Use only when you cannot deploy a proper certificate.

Pitfalls to avoid

  • Wrong directory name: include the port (e.g., registry.example.com:443)
  • Wrong filename: must be ca.crt for Docker Engine trust
  • Using the server cert instead of the issuing CA (use the CA or full chain)
  • Forgetting to restart Docker after adding host CAs
  • Fixing trust in the host but not in the image that needs outbound HTTPS
  • Missing SANs in the certificate (CN alone is insufficient in modern TLS)
  • Overriding SSL_CERT_FILE to a path that doesn’t exist

Performance notes

  • Installing ca-certificates adds a small image size overhead (a few MB).

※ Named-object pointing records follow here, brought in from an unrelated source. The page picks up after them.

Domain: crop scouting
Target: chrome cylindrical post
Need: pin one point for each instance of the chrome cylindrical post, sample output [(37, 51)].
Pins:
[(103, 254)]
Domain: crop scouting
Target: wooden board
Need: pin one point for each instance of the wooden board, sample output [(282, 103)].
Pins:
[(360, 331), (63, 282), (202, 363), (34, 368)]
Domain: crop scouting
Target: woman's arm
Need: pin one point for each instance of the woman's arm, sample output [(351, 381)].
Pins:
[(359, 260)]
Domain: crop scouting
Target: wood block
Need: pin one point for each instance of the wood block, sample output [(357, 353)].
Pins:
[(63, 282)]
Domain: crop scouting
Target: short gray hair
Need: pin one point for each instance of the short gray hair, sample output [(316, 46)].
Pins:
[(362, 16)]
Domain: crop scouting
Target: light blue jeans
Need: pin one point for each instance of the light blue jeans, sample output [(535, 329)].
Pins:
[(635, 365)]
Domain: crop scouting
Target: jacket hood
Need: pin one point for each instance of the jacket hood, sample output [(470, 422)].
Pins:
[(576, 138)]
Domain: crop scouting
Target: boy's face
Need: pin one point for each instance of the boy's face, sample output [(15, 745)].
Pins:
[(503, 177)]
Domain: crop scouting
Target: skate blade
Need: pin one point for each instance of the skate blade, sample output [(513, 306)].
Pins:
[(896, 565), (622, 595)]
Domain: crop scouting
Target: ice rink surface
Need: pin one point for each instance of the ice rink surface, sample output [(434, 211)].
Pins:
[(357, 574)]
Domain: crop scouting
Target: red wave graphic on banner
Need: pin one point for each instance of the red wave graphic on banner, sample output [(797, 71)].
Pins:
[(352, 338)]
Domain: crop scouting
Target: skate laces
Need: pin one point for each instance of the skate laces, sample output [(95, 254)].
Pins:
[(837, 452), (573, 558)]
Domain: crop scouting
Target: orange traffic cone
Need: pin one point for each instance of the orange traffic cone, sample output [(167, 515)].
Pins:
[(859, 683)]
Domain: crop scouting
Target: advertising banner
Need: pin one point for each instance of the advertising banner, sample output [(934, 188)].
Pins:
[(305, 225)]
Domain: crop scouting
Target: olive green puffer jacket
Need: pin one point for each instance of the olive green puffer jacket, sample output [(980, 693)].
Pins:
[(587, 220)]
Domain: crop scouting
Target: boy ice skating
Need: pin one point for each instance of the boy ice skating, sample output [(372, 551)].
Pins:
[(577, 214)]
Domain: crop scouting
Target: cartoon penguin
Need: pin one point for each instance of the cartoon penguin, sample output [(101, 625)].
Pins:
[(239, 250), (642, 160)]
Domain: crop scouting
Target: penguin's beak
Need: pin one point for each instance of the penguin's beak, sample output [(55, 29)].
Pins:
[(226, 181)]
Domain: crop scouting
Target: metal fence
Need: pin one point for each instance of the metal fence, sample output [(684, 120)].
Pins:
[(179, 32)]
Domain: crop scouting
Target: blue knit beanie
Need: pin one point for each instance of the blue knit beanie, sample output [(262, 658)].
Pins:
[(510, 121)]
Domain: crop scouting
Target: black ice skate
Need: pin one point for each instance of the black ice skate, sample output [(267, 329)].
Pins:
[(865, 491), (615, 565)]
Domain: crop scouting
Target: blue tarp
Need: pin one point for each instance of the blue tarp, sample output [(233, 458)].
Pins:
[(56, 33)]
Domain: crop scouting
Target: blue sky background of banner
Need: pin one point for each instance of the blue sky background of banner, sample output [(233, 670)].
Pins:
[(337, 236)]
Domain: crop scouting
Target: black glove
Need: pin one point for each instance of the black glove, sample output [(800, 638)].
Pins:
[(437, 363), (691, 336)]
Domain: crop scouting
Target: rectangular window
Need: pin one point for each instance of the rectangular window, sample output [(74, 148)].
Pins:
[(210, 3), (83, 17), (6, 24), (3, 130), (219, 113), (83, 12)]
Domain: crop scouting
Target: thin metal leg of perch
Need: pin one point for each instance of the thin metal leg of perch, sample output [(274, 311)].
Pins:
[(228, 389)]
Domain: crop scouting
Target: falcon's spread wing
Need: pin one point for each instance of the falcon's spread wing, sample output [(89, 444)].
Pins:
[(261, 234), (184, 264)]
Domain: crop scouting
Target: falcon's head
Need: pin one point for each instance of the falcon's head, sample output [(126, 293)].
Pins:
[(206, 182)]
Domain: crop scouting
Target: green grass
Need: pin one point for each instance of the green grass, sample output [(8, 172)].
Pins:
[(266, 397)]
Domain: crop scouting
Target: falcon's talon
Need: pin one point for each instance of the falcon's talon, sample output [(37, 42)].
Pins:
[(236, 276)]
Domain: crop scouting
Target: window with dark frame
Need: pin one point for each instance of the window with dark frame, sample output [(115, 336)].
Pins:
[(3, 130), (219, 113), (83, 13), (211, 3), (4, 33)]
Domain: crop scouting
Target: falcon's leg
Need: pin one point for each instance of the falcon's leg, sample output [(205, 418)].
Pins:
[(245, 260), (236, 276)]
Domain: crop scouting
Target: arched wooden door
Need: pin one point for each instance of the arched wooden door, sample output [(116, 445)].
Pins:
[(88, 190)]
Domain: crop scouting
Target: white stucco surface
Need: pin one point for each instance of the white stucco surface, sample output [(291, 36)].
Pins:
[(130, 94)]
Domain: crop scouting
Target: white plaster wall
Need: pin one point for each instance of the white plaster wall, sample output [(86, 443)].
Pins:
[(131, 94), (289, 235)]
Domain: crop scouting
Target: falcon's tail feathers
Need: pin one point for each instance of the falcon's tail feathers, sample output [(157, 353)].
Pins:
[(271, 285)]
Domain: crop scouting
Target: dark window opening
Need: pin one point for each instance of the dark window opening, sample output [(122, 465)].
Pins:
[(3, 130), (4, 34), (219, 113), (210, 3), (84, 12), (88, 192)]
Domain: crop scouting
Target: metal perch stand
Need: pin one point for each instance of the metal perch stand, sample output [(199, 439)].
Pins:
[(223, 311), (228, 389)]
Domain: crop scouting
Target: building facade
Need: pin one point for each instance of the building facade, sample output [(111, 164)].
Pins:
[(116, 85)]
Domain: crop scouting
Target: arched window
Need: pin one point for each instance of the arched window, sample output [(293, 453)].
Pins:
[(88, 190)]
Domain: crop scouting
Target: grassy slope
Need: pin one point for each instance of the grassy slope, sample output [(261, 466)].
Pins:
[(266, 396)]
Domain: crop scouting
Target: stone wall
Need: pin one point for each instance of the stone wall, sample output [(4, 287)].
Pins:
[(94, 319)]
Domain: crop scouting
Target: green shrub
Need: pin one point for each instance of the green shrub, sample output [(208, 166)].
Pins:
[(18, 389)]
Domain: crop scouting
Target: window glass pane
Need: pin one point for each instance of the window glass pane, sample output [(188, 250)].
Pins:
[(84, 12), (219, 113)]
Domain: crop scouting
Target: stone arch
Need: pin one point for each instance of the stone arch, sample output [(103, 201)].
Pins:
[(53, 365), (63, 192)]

Keep it in a single, cached layer to avoid rebuild costs.
  • Use multi-stage builds: install tools and CA in a builder stage; copy only needed bundles into the final image.
  • Enable BuildKit for parallelism and better cache reuse during build steps that fetch over HTTPS.
  • Avoid disabling TLS verification; it can mask real issues and reduce security with negligible performance benefit.

FAQ

Q: curl works on my host, but docker pull fails. Why? A: Docker Engine has its own per-registry trust at /etc/docker/certs.d; the host OS trust store doesn’t automatically apply to the daemon.

Q: Do I need the full chain or just the root CA? A: Provide the full chain if your registry presents intermediates. Many clients require the chain to validate properly.

Q: Can I fix this with an environment variable? A: For builds, SSL_CERT_FILE or SSL_CERT_DIR can help inside the image. For docker pull, you must configure the daemon trust store.

Q: Is using insecure-registries safe? A: It disables TLS verification and is not recommended. Prefer installing the proper CA or using a valid certificate.